We talk about how her priorities have changed since the injuries, how she has learned to say no to things, and what she has changed about her lifestyle since, keeping at least one rest day in there every week.
We spend a lot of time talking about the mental side of returning from an injury, and how our paranoia can be crippling as you fear injury and fear that you will never get back to where you were.
Amelia talks about how to become a better version of yourself, and why being real and authentic is the way to go for every runner. Regardless of what level you run at, everyone has their own bench mark of what is good enough, and we all need to learn how to let go of those expectations.
Finally, if you are scared of trying obstacle racing, Amelia might have some convincing advice that might change your mind.
This is for you if you are suffering with an injury (or returning from an injury) and struggling to handle the fear and frustration of wanting to get back to where you were.
Three time winner of the Worlds Toughest Mudder. Considered the Queen of Pain, and general bad ass! Oh, and she is a professional athlete while working full time as an attorney!
Desk jobs are tough. I always thought it would be a perfect compliment to high mileage and super hard competitions...look I am sitting all day at work, I am resting, relaxing and recovering! But then I realized, I probably do the worst possible combination ever, which is train really hard, then stay static the rest of the day.
I remember getting on the (obstacle racing) course, and absolutely loving it, and also realizing how bad I was at things...like monkey bars. You think, oh, I did monkey bars all the time as a kid, and you try to do them as an adult and you think, oh my god, why is this so hard?

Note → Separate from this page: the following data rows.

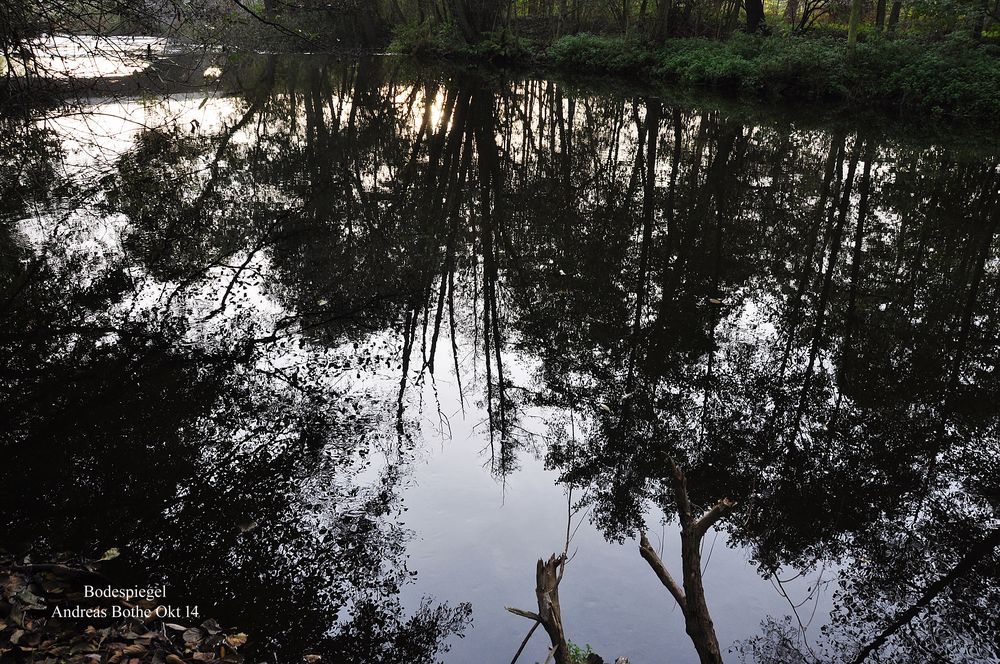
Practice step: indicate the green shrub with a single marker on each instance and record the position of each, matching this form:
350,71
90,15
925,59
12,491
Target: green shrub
427,39
503,46
610,55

All of a sudden, I found a purpose to workout, a purpose to train, to get better at these things I was awful at. For me, obstacle racing was kind of a challenge and a new goal, and it gave me new focus.
Through obstacle racing, I fell in love with running.
The stress from having an additional career outside of running, outside of competing, has to factor into recovery as well.
I have been feeling much better having one complete day of rest.
That second injury just gutted me, because there is no one to blame but yourself. I sat there thinking, I blew my chance.
It's been a lesson in trying to make peace with my body and learning to trust it. Really, the only way to do that is through practice.
I can only really do whats in the moment and just try to talk to my body, talk it through things.
Anyone who is going through a long term injury, I promise you, it gets easier. You will have ups and downs, but once you get to that stage of acceptance, it is a really valuable process.
To try to return to a previous version of yourself is
ludicrous, so I tell myself to give myself permission to morph into
a new kind of athlete.
The more vulnerable I am, the more confident I become.
I have always had this ability to just endure and just to keep going. When I was little, and we were playing four soccer games in a day. I was the only kid in the fourth soccer game that was thinking, "woo, lets keep doing this", and so being very well rounded and being strong, and having endurance, but not necessarily being the best at anything suits itself really well to obstacle racing.